Even the Tory party are slowly recognising that things have to change. Hence Theresa May's already forgotten or watered down promises to cap energy prices, take action over excessive executive pay and now consideration of doing "something" about student loan debts. However what they have actually put forward so far has been very thin gruel which will not really nourish the many.


I confidently hope and pray that our current government will soon fall, perhaps on their own Brexit sword, and that after the following election we should see a radical Labour government elected. A government that will transform and reset our socio-economic model to work for the many not just the few, just as they did under Clement Attlee 72 years ago.

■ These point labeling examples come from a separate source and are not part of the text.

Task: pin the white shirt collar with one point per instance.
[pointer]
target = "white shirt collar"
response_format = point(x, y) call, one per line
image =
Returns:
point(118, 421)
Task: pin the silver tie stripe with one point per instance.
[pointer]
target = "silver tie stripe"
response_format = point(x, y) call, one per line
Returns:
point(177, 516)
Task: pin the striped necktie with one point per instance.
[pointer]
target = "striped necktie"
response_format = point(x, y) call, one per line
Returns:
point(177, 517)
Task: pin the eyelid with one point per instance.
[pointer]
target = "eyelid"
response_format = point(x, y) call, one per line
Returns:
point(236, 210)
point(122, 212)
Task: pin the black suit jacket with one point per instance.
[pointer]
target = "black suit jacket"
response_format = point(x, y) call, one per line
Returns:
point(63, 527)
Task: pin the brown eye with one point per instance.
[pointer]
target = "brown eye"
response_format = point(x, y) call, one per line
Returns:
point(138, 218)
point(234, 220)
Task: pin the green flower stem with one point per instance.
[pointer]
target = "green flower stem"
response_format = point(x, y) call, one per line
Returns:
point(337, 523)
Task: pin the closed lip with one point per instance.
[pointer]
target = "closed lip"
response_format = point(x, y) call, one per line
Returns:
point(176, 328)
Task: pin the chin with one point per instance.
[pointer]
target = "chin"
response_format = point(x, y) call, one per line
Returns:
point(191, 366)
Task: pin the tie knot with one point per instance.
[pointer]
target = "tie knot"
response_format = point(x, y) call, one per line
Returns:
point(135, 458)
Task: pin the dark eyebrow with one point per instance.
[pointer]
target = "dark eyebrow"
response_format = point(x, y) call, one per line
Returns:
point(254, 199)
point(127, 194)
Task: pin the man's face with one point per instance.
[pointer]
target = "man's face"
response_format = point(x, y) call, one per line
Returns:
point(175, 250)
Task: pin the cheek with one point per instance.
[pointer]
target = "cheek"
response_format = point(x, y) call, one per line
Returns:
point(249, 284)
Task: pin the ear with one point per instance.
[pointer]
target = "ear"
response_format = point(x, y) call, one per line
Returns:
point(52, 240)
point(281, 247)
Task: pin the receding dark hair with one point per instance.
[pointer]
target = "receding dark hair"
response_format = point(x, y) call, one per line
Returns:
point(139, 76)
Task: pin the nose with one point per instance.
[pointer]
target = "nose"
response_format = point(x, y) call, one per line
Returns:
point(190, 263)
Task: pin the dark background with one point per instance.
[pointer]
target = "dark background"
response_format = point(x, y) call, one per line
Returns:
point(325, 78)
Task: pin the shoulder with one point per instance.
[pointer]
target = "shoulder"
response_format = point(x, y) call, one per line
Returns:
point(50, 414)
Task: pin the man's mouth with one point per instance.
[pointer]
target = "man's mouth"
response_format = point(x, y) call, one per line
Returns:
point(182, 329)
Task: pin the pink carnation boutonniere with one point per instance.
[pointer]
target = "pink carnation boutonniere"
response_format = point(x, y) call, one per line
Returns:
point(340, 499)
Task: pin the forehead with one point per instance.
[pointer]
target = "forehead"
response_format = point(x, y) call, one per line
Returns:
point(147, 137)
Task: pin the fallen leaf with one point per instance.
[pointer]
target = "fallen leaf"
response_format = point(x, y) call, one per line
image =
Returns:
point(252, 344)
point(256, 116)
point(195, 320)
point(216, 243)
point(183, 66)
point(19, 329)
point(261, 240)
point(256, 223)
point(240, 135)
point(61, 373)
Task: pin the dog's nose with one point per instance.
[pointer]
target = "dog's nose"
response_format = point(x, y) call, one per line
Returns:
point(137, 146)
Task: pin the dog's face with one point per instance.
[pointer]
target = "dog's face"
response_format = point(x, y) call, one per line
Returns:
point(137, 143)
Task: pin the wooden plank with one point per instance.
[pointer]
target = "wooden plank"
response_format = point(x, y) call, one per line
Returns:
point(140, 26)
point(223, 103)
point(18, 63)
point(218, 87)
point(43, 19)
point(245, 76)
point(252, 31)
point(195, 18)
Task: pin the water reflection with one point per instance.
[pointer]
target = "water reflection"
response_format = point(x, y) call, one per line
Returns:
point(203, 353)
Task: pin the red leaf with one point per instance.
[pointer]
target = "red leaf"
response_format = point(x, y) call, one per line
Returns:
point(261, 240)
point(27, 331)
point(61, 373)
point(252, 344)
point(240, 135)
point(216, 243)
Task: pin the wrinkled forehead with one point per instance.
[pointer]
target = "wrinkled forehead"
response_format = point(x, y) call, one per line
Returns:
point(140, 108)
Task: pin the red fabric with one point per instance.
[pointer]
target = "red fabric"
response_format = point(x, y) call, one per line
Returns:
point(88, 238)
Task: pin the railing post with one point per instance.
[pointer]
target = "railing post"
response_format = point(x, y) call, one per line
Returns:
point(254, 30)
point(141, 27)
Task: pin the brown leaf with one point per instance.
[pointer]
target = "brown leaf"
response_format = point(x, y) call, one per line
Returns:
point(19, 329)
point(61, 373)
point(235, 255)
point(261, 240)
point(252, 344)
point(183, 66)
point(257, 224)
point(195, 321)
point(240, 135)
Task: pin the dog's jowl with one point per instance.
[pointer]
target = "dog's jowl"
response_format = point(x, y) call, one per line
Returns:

And the real test of that transformation (as it was for Thatcherism with New Labour) will be when the Conservative party adopts that same new social democratic model- just as they adopted the old social democratic model under the likes of Churchill and MacMillan in the 1950s.

This desire to provide an economy that works for the benefit of all and protects the poorest is a very biblical aim. It was with a similar end in mind that God founded his first earthly kingdom of Israel. In  Numbers and Deuteronomy God makes clear that every citizen is to have a stake in their promised land so that there should be no need for any poverty. However if there was poverty (which due to human sin God knew sadly there would be) the poor must be provided for and justice for the poor must take precedence over individual self interests. This included the radical jubilee system of cancelling debts and redistributing wealth, i.e. giving land back to the families who originally owned it. 

Similarly today I believe we need to take back control of our country to ensure we all get a fair share. It is not about taking back control or ownership from the mythical "Euro monster" (who actually controls relatively little). It is about taking back control and ownership from those who really have snatched it from us- the rich individuals and corporations in whose interests this country has been run for nearly 40 years. 

The perfect fair society that will truly benefit everyone can ultimately only be realised when Jesus returns to earth to establish his kingsom of heaven on earth. Until then due to human sin we will fall short, as will any future Labour government. But by God we can do so much better ! And the God that I and the Archbishop of Canterbury believe in challenges us to do so.